Carroll volunteer firefighters elect woman to a top post for first time

She has worked in field for more than 25 years

May 28, 2002|By Ellie Baublitz | Ellie Baublitz,SUN STAFF

For the first time in its 79-year history, the Carroll County Volunteer Firemen's Association has elected a woman - Marianne Warehime - to a top administrative position.

As the association's second vice president, Warehime, who has worked more than 25 years in fire and rescue and administrative positions at the Manchester and Lineboro fire companies, is poised to assume the top leadership role in two years.

"She's been pretty much representing us at the county since she joined the company," said Linas Saurusaitis, a former Lineboro fire company president. "The whole company nominated her. She was the obvious choice."

Warehime, who was elected at the group's annual convention this month, does not view herself as a trailblazer. She said she is simply a member of the association with a job to do.

The association, which represents Carroll's 14 volunteer fire companies, lobbies the county for money for its program and services. Its officers lead the group in dealing with the county and handle a host of business and administrative matters.

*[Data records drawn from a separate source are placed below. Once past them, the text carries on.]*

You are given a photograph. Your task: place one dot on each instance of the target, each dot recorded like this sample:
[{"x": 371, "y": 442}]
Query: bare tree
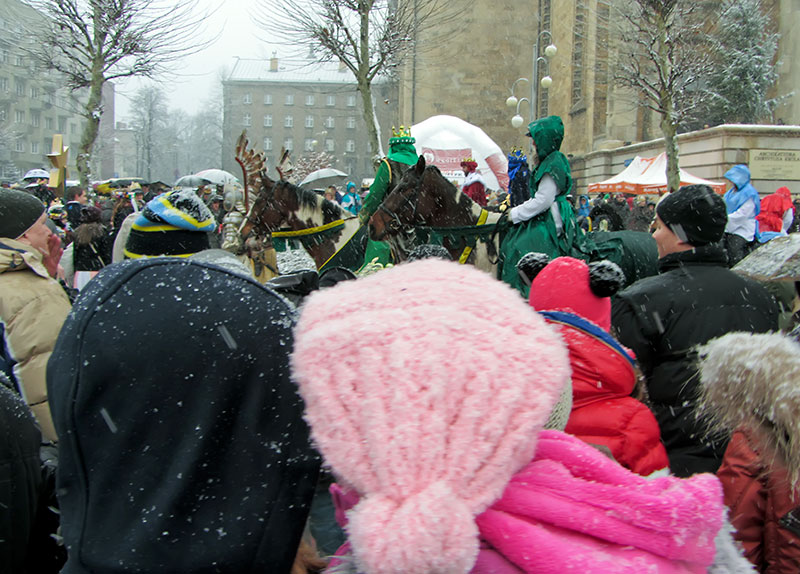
[
  {"x": 94, "y": 41},
  {"x": 370, "y": 37},
  {"x": 662, "y": 57},
  {"x": 149, "y": 121},
  {"x": 744, "y": 50}
]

As vice president, she said, she'll work with association President Doug Bostian.

The next two years will be "a learning process, knowing what issues may have to be followed," Warehime said. "I look at it as a positive challenge. I was elected to it, and I intend to fulfill it to the best of my ability."

Warehime, a student monitor at North Carroll High School, joins a growing number of women in leadership roles in the fire and rescue services.

"I think it's picking up all the time," said Charles "Jenks" Mattingly, president of the Maryland State Firemen's Association, naming three other female presidents in the state who head local firefighters' groups.

"The other thing I'm seeing is in individual organizations, there's more and more women moving in and being elected," he said. "A lot of rescue squads have women leaders."

Terry Thompson, second vice president of the state firemen's association, said, "I think they're becoming a very valuable asset to the fire service, and we will see more and more go into leadership roles."

Warehime, who gives her age as "over 50," became interested in the fire service through her husband, Tim, who was an active member of the Manchester fire company in the 1970s. It was a way for her to help people and provide a service to the community, she said.

While raising three children, she took classes to become a firefighter, emergency medical technician, certified advanced life-support provider, cardiac rescue technician and paramedic. She also teaches EMT and cardiopulmonary resuscitation classes.

"[I do it] because someday I might make a difference in someone's life for the positive and that might be someone who would do great things," she said.